Eine am 13. August 2026 in CNS Drugs veröffentlichte systematische Übersichtsarbeit und Metaanalyse findet bei gesunden Erwachsenen keinen konsistenten unmittelbaren Nutzen von Psychedelika im Microdosing für depressive Symptome, Angst oder Stress. Die Autoren werteten 24 Studien mit insgesamt 3.681 Teilnehmern aus; sechs Studien konnten in Metaanalysen einbezogen werden.

Untersucht wurden Studien mit subperzeptuellen Dosen psychedelischer Substanzen, insbesondere Psilocybin und LSD. In randomisierten kontrollierten Studien zeigten sich zwar subjektive und neurophysiologische Effekte. Deutliche und anhaltende Verbesserungen von Kognition, Kreativität oder Stimmung ließen sich dagegen nicht feststellen. Bei Psilocybin wurden unter anderem Veränderungen der EEG-Aktivität und der Sprache beobachtet, während LSD vorübergehende Stimmungseffekte und geringfügige physiologische Veränderungen verursachte. Nachhaltige Veränderungen der Kognition oder Persönlichkeit wurden nicht festgestellt.

Auch für depressive Symptome, Angst und Stress ergab die Metaanalyse der randomisierten Studien keine statistisch signifikanten Effekte. Für depressive Symptome betrug die standardisierte mittlere Differenz −0,19 (95-%-Konfidenzintervall −0,56 bis 0,19), für Angst −0,20 (−1,11 bis 0,71) und für Stress 0,02 (−0,39 bis 0,43). Die Konfidenzintervalle umfassen jeweils den Wert null.

Anders fielen die Ergebnisse einiger Beobachtungsstudien aus. Dort wurden Verbesserungen von Stimmung und Persönlichkeit berichtet. Die Autoren weisen jedoch darauf hin, dass solche Ergebnisse unter anderem durch Erwartungseffekte oder Veränderungen des Lebensstils beeinflusst sein könnten. Eine explorative gemeinsame Auswertung verschiedener Studientypen deutete auf mögliche Verringerungen depressiver Symptome und von Stress hin; für Angst blieb die Datenlage unklar.

Für die Sicherheitsanalyse standen zwei randomisierte Studien mit insgesamt 109 Teilnehmern zur Verfügung. Dabei unterschieden sich die Risiken unerwünschter Ereignisse nicht eindeutig zwischen Microdosing und Kontrollbedingungen.

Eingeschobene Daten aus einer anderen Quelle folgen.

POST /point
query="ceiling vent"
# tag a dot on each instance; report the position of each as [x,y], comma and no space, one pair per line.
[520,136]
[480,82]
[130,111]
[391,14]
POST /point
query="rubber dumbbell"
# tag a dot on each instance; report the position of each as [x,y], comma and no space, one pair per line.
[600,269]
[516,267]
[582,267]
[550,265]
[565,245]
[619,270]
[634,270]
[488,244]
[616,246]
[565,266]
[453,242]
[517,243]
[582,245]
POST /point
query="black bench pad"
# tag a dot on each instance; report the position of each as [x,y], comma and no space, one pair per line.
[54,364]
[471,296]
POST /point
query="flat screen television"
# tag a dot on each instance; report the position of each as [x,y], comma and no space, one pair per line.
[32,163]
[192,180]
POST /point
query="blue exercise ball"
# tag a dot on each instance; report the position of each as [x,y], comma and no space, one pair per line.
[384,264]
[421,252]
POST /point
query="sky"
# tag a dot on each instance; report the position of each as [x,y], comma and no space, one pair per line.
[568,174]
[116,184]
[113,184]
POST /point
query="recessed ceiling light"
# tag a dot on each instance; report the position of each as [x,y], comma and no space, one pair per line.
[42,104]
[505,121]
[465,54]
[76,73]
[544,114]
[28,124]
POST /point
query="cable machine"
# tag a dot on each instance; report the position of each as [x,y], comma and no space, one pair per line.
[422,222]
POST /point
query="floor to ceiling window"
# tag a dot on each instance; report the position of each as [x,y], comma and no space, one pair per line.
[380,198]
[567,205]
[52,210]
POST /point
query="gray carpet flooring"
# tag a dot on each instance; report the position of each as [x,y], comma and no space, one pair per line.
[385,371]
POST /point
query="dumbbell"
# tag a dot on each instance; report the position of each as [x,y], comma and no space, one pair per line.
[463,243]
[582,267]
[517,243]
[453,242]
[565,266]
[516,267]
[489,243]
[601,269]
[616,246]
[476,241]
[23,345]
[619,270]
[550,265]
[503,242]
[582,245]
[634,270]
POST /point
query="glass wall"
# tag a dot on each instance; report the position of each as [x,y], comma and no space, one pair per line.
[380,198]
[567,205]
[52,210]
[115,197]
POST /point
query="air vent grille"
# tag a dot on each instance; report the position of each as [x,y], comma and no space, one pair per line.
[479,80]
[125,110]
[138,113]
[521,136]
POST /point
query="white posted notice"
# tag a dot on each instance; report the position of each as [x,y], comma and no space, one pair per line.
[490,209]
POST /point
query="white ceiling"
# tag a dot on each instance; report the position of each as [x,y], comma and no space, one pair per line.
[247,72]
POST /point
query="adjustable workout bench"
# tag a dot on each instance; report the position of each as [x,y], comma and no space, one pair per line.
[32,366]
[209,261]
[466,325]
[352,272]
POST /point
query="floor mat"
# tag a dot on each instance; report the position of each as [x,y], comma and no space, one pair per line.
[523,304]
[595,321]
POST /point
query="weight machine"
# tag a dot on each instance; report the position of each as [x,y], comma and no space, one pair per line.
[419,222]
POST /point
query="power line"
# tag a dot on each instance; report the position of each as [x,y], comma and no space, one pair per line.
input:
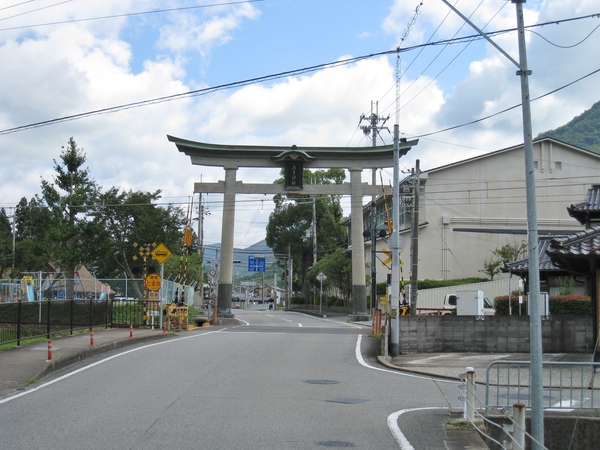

Die Autoren betonen, dass die randomisierte Evidenz bislang nicht ausreicht, um einen verlässlichen Nutzen des Microdosings bei gesunden Erwachsenen zu belegen. Beobachtete Verbesserungen waren in den kontrollierten Untersuchungen nicht signifikant von Placebo zu unterscheiden. Größere und methodisch hochwertige randomisierte Studien seien erforderlich, um Wirksamkeit und Sicherheit des Microdosings besser beurteilen zu können. Die Ergebnisse beziehen sich ausdrücklich auf gesunde beziehungsweise nicht-klinische Erwachsene und lassen daher keine unmittelbaren Rückschlüsse auf die Behandlung von Menschen mit diagnostizierten psychischen Erkrankungen zu.

Quelle

Meshkat, S., Leung, M., Meshkat, S., Lin, Q., Wijendran, D., Reichelt, A.C. et al. (2026), Efficacy and Safety of Psychedelic Microdosing on Psychological Outcomes in Healthy Adults: A Systematic Review and Meta-Analysis, CNS drugs 1-25.